A soft swell of thunder, followed a few minutes later by a clattering of rain through the leaves outside the window. The garden flagstones drink the drops so quickly that a first or casual glance shows no moisture, no shiny music washing along the clay lines which divide the tiles. She hears the three notes as one, connecting by an inner echo almost as loud as the real notes themselves. A shakuhachi. A recording, most likely, too perfect and too thin. It’s a hollow sound and the cliché ‘mournful’ is accurate as well. Each breath is a tentative step, blue slippers whose delicacy diverts the listener’s attention as to whether it’s out of tune or not. The air smells of rain. More specifically, of asphalt under rain. A shallow tap, a hand-drum that hardly carries underneath the flute; it could be a ruler on a desk, beating distracted time.
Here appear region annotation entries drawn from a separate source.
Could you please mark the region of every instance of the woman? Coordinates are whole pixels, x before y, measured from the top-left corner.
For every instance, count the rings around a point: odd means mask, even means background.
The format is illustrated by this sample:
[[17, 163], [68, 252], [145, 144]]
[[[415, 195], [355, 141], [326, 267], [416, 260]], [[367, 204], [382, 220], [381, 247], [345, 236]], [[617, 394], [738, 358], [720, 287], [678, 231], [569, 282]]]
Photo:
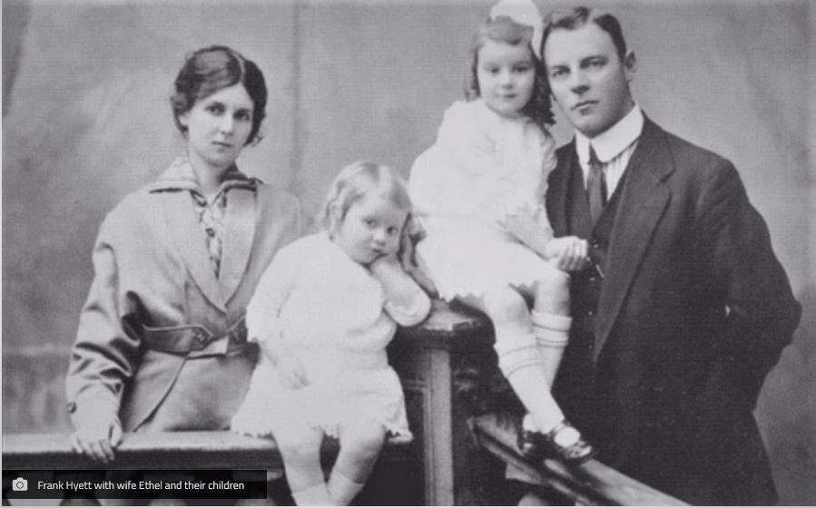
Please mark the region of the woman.
[[224, 46], [192, 53], [171, 98], [186, 154], [108, 214], [67, 377], [72, 446], [105, 463], [125, 432], [215, 430], [247, 390], [257, 350], [243, 316], [298, 237], [299, 205], [238, 171], [267, 90]]

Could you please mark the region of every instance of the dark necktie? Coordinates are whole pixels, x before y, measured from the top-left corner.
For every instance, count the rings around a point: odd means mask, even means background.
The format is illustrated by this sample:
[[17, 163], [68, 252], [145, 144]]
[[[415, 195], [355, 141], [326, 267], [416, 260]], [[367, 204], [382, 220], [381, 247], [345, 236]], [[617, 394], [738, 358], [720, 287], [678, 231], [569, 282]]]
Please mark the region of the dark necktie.
[[604, 206], [606, 205], [606, 176], [601, 169], [601, 161], [595, 151], [589, 146], [589, 176], [586, 179], [586, 192], [589, 198], [589, 215], [592, 223], [597, 221]]

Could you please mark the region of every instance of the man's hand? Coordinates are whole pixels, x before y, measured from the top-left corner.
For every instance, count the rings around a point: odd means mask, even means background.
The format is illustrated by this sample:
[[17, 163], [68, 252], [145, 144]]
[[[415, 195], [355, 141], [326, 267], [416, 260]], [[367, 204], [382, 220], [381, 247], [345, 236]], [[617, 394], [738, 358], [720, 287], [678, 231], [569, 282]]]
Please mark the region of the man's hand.
[[278, 357], [275, 368], [281, 384], [288, 388], [297, 390], [310, 384], [306, 375], [306, 367], [300, 359], [291, 353], [284, 353]]
[[77, 454], [107, 464], [113, 460], [113, 450], [122, 443], [122, 424], [114, 418], [113, 422], [83, 425], [71, 435], [69, 440]]
[[551, 239], [544, 249], [545, 257], [553, 259], [562, 271], [583, 269], [589, 259], [589, 244], [578, 237], [561, 237]]

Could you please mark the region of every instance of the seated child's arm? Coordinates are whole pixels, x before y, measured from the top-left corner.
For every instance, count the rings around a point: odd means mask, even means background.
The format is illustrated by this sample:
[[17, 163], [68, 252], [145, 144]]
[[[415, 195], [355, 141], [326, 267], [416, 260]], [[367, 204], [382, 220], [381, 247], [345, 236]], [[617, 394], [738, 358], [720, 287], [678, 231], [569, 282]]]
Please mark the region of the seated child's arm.
[[386, 312], [404, 327], [420, 323], [430, 312], [430, 298], [411, 277], [402, 269], [395, 256], [383, 256], [370, 266], [371, 274], [379, 280], [385, 293]]

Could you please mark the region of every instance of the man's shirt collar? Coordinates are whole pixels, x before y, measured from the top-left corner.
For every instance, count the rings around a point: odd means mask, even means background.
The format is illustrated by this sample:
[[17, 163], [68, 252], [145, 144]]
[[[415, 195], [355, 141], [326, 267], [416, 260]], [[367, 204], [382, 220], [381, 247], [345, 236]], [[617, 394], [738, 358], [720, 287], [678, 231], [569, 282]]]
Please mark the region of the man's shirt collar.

As much as she wants not to be alone she dreads the sound of the telephone, no sound in all the world so out of key. There’s been a parade of pretty boys all afternoon. Doing laundry in their Euro briefs and rainy day sweatshirts. The ones who notice her call up cheerfully that she should drop by. They’ve got wine and more. She doesn’t know, she says, and shrugs and laughs. She’s waiting for some news.
–Get rid of the jerk and marry me! one of the prettier ones shouts.
And might she? Like unlucky Carrington, like twice as unlucky Mme. Tchaikovsky? She’s no idea where the music has been coming from all afternoon. The bottle of red wine seems to darken with each glass less. She scribbles the name ‘Kali’ beside the name ‘Japan’ and sees them divvying the page, ignoring or looking through each other. Not all words are fooled by a magician’s arbitrary matchmaking.
The hermit kingdom. The bronze bells of Seoul. The roof of the world. The Mongolian nightingale whose song is modeled on the snowflake’s pattern, the same brief range of trills and slides but a different tune each time.
The vertical characters, photocopied from posters and spines and painstakingly worked out on tracing paper, are as meaningless to her as an algebraic formula. But unlike the mockery of mathematics, insect legs rubbing black on white, she looks up and away from the crystal blur of calligraphy and is dizzied by the blank white walls of her kitchen, the spotless blue sky that floats outside her window. And then comes the pulse of slight headache which she credits to desire, as though her skull were ringed with a kamikaze’s silk headband.
For as long as she can remember, the center of the world has echoed to the east, a stone dropping into a mile-deep peripheral well. She knows that when she turns to look she’ll disappear forever.